= Bitumen-based fuel =

Fuel for industrial use

Bitumen-based fuel is fuel specifically developed for industrial use. Raw bitumen, processed from Bituminous rocks, has an extremely high viscosity.

==Properties==
Bitumen has an extremely high viscosity, between 8 and 10 API degrees (at ambient temperatures), rendering it unusable for use in electric power stations. Bitumen can be modified by mixing it with fresh water and a small amount of phenol-based surfactant. The resulting mixture has properties similar to conventional fuel oil.

A newer version of bitumen-based fuel has replaced the original version with an alcohol-based surfactant, making it easier to transport the fuel and eliminating the health concerns associated with the phenol group of surfactants.

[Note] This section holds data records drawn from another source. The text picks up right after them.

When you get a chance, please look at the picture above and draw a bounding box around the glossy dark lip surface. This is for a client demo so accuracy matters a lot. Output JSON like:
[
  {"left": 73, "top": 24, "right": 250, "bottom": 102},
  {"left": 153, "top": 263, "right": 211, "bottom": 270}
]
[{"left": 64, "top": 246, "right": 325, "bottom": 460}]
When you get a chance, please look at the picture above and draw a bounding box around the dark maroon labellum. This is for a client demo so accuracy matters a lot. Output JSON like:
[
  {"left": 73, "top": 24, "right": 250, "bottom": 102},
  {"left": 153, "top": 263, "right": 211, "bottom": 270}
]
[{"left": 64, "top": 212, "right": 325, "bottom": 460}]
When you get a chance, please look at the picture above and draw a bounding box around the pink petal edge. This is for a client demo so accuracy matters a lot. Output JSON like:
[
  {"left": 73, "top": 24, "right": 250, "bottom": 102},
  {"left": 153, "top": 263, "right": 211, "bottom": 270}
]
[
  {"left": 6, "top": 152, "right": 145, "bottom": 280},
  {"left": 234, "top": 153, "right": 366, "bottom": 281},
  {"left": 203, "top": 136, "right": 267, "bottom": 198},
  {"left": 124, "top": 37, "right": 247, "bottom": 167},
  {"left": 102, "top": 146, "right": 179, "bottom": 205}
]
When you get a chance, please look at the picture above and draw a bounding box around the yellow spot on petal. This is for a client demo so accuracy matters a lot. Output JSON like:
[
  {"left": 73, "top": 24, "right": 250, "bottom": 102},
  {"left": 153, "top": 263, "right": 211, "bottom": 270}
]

==Industrial exploitation==
The most well known bitumen-based fuel has been developed by Intevep, the Research and Development Affiliate of Petroleos de Venezuela SA (PDVSA), in a collaboration with BP, and is branded "Orimulsion." It is an emulsion of natural bitumen mined from the Orinoco Belt and fresh water.

Bitumen-based fuel is currently used as a commercial boiler fuel in power plants in Canada, Japan, Lithuania, and China. Commonly available air pollutant control technology can limit emissions from Orimulsion to levels considered Best Available Control Technology, as defined by the United States Environmental Protection Agency.